Sementara terkait hubungan bilateral antara Indonesia dan Sri Lanka, Deputi Bidang Ilmu Pengetahuan Hayati LIPI, Prof. Dr. Enny Sudarmonowati, mengingatkan keinginan Presiden Republik Indonesia Joko Widodo (Jokowi) untuk meningkatkan kerja sama kedua negara.

"Kunjungan bilateral Presiden Joko Widodo ke Colombo, Sri Lanka pada Januari 2018 lalu membawa pesan agar kedua negara membangun kesepakatan kerja sama dalam berbagai bidang, seperti ekonomi dan perdagangan, pendidikan, dan penanganan bencana. Tak hanya itu, kerja sama kedua negara ini juga bisa dalam bidang perkebunrayaan," ujarnya.

Khusus untuk perkebunrayaan, Enny mengatakan, kerja sama bisa menyasar berbagai hal. Kemudian, kerja sama juga dalam bentuk dukungan kepada Kebun Raya Bogor yang sekarang sedang berjuang untuk mendapatkan pengakuan sebagai Situs Warisan Dunia dari UNESCO.

"Kami sangat mengharapkan dukungan dari Sri Lanka khususnya RBG Peradeniya bagi Kebun Raya Bogor untuk mendapatkan predikat UNESCO World Heritage Site," katanya.

Sebagai informasi, pohon nasional Sri Lanka yang ditanam di Kebun Raya Bogor, memiliki nilai spesial bagi masyarakat Sri Langka. Hal itu erat hubungannya dengan masyarakat Sri Langka pada beberapa abad sebelumnya yang banyak memanfaatkannya sebagai tanaman obat kuno Aryuveda, kayu bangunan pada kuil kuno, dan jembatan.
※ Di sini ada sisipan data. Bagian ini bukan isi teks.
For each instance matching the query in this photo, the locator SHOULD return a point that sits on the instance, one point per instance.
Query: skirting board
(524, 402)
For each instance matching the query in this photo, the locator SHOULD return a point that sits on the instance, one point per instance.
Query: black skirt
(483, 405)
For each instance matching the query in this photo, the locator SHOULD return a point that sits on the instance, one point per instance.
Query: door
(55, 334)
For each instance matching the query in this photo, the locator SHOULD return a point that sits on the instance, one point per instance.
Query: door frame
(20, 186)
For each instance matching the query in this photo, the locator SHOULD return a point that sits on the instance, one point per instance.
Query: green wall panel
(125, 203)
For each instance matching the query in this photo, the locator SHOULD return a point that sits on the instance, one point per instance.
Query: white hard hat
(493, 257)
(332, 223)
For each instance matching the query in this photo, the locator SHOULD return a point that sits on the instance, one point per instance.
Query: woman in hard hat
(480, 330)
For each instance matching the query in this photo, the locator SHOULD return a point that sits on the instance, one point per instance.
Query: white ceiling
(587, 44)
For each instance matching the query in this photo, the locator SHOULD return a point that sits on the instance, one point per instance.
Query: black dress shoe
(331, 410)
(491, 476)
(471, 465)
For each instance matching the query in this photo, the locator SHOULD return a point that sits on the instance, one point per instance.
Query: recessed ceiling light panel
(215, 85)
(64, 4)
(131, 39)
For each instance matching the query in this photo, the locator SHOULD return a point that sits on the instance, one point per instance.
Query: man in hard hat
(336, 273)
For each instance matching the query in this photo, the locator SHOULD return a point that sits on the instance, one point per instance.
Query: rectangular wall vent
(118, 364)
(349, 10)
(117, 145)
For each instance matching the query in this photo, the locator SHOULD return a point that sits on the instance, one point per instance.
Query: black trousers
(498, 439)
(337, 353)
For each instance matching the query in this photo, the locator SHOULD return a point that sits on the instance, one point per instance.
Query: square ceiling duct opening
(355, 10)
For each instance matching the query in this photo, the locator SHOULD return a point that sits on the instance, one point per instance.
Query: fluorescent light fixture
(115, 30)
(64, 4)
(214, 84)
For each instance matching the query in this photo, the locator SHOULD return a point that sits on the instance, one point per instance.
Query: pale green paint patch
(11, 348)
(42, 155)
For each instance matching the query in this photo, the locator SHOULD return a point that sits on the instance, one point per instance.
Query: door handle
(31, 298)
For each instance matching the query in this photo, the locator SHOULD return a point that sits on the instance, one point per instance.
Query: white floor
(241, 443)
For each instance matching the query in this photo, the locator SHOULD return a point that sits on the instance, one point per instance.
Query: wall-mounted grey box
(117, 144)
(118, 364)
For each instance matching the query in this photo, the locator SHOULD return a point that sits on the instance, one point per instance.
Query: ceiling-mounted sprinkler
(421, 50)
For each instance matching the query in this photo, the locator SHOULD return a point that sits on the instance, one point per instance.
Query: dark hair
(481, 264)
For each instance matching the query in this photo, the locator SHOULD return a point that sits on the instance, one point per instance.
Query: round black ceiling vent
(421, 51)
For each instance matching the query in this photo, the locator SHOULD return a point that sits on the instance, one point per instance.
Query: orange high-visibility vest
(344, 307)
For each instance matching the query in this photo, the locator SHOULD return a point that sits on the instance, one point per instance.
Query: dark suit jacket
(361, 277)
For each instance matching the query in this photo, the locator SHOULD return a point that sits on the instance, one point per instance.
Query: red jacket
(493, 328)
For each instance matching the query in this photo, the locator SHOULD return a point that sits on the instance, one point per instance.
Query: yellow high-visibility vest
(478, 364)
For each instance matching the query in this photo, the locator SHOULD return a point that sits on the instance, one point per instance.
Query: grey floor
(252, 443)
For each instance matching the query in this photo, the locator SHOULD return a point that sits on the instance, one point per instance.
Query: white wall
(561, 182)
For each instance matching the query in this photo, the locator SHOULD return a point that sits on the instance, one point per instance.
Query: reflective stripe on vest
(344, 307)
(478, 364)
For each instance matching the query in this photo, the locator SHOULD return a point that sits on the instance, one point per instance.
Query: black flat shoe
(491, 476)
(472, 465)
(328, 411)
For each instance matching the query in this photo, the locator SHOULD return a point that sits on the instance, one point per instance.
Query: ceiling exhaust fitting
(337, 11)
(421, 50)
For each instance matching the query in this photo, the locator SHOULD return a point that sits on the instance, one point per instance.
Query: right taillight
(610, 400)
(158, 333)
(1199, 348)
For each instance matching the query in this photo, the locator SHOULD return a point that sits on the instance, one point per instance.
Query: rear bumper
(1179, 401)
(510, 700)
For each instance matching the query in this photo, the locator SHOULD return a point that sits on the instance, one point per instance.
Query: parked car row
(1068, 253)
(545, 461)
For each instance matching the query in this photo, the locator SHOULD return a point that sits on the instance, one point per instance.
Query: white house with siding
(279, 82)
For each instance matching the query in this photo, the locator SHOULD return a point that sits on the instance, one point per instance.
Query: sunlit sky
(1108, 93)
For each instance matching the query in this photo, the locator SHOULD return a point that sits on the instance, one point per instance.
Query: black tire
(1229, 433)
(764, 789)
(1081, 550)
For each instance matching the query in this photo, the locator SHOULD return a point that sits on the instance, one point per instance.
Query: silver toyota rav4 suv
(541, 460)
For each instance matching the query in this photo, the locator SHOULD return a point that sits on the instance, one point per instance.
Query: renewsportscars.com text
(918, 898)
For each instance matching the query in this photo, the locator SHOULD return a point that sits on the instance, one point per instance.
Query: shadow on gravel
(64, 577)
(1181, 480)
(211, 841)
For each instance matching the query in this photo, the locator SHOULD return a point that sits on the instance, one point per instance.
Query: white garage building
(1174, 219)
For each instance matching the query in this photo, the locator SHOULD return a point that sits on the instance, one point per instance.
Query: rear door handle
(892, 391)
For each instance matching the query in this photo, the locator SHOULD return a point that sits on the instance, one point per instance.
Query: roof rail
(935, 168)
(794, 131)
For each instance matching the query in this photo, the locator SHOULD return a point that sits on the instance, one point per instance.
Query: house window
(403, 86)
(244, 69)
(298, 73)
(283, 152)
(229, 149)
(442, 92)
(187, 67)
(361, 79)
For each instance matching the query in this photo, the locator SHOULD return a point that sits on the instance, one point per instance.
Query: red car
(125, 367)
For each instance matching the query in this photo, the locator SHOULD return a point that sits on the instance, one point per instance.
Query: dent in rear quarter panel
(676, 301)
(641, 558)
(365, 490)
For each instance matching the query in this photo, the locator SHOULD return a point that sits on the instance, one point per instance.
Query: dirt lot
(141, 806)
Bunganya menjadi salah satu bagian dari sesembahan pada ritual religi dan menghiasi taman nasional dengan keindahan pohon dan bunganya. Pohon ini menjadi tanaman langka di Sri Langka dan dinyatakan sebagai Pohon Nasional Sri Langka pada tahun 1986.

Di Indonesia sendiri, khususnya di Jawa, pohon ini banyak manfaatnya baik kayunya maupun buah dan bunganya, dan sebagian etnis meyakininya sebagai pohon penolak bala.